South Africa’s National Treasury is working on measures to encourage private investment in infrastructure projects, an initiative it hopes will silence calls from other quarters in the government to compel pension funds to help finance their development.
Amendments may be proposed to pension-fund legislation to “crowd in” private-sector financing, David Masondo, one of the country’s two deputy finance ministers, said in a speech Wednesday. Finance Minister Enoch Godongwana may make an announcement in his budget update in late October “that may make the calls for asset prescription unnecessary,” he said.
Prior to May elections, the African National Congress, which had ruled South Africa since apartheid rule ended in 1994, pledged to make it mandatory for the financial sector to make adequate funds available for industrialisation and economic development. But the party lost its outright majority in the vote and entered into a coalition with nine rivals, some of which oppose the plan, and it’s unclear if the new administration will implement the policy.
The Financial Sector Conduct Authority, a government regulator, has warned that any move to dictate to pension funds how to invest would infringe on their fiduciary duties.
Masondo said that a prescriptive investment policy would adversely impact on the effectiveness and efficiency of the capital markets, and money allocated to under-performing state companies that they would not otherwise have received could be squandered.
“Recipients of the prescribed funds may be incentivised to manage the entities inefficiently as they will be guaranteed funds regardless of how they are managed,” he said.
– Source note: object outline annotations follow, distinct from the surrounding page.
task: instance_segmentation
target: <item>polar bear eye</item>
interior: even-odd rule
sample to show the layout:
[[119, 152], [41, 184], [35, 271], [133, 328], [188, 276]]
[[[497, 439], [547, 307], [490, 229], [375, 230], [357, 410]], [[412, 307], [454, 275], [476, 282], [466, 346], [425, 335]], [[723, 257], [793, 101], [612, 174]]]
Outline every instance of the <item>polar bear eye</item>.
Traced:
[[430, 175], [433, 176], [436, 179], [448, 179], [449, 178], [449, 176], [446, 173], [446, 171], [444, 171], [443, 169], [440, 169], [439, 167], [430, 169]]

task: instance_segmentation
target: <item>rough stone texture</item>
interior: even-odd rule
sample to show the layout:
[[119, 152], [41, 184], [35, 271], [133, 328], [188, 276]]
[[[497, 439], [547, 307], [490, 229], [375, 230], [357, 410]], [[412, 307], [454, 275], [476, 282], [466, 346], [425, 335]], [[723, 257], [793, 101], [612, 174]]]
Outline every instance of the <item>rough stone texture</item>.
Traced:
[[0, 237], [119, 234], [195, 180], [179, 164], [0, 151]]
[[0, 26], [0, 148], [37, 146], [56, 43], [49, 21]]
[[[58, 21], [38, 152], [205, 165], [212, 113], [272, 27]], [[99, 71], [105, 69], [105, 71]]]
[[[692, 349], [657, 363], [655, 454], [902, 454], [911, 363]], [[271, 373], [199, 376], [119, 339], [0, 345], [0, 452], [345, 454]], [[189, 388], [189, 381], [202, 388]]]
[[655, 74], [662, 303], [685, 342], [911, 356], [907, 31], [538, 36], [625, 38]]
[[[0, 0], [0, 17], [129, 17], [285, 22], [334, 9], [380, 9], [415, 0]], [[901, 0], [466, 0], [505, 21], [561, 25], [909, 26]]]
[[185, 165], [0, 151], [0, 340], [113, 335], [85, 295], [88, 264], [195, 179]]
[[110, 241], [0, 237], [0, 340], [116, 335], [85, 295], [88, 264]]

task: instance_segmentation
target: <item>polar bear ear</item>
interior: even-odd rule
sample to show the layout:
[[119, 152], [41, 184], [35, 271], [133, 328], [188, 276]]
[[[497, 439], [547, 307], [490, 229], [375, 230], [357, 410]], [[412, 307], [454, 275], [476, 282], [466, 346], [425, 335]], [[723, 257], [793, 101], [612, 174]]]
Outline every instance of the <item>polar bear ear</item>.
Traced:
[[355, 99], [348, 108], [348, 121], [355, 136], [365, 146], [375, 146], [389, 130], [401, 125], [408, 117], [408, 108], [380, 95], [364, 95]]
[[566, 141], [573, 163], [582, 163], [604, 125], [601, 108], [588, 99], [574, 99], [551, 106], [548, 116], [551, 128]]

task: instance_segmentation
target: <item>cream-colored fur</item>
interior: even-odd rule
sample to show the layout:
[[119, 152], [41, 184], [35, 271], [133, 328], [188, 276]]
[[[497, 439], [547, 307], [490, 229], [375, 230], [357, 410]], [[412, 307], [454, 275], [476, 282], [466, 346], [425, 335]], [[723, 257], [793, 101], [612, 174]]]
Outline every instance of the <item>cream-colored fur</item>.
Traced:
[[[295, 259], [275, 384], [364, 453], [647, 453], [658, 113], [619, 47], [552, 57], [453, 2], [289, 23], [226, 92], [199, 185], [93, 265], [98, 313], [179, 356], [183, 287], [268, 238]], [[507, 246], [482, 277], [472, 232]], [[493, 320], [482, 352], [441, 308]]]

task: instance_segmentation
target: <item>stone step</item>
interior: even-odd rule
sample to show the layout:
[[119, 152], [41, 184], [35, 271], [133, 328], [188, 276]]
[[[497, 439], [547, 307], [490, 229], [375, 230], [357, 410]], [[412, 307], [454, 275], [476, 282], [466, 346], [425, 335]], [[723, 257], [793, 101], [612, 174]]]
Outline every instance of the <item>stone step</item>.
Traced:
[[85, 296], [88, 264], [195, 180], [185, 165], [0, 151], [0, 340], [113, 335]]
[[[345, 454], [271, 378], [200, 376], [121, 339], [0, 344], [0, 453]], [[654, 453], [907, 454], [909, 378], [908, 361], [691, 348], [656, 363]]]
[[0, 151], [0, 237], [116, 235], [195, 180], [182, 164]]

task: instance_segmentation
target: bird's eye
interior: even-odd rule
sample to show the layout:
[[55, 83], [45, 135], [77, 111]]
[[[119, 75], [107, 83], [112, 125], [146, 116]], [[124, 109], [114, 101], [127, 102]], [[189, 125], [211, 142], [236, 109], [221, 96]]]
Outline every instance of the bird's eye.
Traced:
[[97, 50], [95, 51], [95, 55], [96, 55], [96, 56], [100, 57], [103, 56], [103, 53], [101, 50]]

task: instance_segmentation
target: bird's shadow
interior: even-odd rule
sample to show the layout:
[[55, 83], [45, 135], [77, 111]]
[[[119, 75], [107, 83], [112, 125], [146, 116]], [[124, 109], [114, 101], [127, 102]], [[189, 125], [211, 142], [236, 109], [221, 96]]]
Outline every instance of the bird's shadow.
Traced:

Pension funds may also earn below-market returns, impacting on their ability to meet their liabilities, and forcing them to increase contributions, while subjecting retirees to lower benefits, he added.
“Foreign investments and investor confidence in the efficiency of the capital markets will be undermined, thus reducing available savings,” Masondo said.
In March, South African President Cyril Ramaphosa said as much as R1.6-trillion in public-sector infrastructure investment and a further R3.2-trillion from the private sector will be needed for the country to achieve its infrastructure goals by 2030.
“We do have a huge financing gap for our investment portfolio as well as industrialisation, but I don’t think that asset prescription is the right solution,” Masondo said.